It is standard practice in applied work to rely on linear least squares regression to estimate the effect of a binary variable ("treatment") on some outcome of interest. In this paper I study the interpretation of the regression estimand when treatment effects are in fact heterogeneous.
I show that the coefficient on treatment is identical to the outcome of the following three-step procedure: first, calculate the linear projection of treatment on the vector of other covariates ("propensity score"); second, calculate average partial effects for both groups of interest ("treated" and "controls") from a regression of outcome on treatment, the propensity score, and their interaction; third, calculate a weighted average of these two effects, with weights being inversely related to the unconditional probability that a unit belongs to a given group. Each of these steps is potentially problematic, but this last property – the reliance on implicit weights which are inversely related to the proportion of each group – can have particularly severe consequences for applied work.

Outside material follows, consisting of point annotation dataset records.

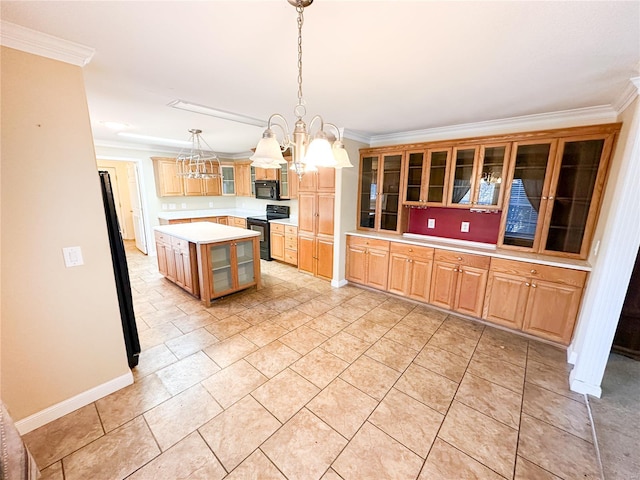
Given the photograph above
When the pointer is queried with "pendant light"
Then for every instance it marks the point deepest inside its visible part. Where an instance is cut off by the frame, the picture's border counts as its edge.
(193, 162)
(307, 151)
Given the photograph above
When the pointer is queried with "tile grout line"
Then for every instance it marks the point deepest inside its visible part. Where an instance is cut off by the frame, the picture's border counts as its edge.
(595, 437)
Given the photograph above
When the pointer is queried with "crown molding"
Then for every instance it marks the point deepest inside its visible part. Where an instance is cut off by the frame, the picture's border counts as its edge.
(628, 95)
(561, 119)
(357, 136)
(38, 43)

To illustrate the importance of this result, I perform Monte Carlo simulations as well as replicate two applied papers: Berger, Easterly, Nunn and Satyanath (2013) on the effects of successful CIA interventions during the Cold War on imports from the US; and Martinez-Bravo (2014) on the effects of appointed officials on village-level electoral results in Indonesia. In both cases some of the conclusions change dramatically after allowing for heterogeneity in effects.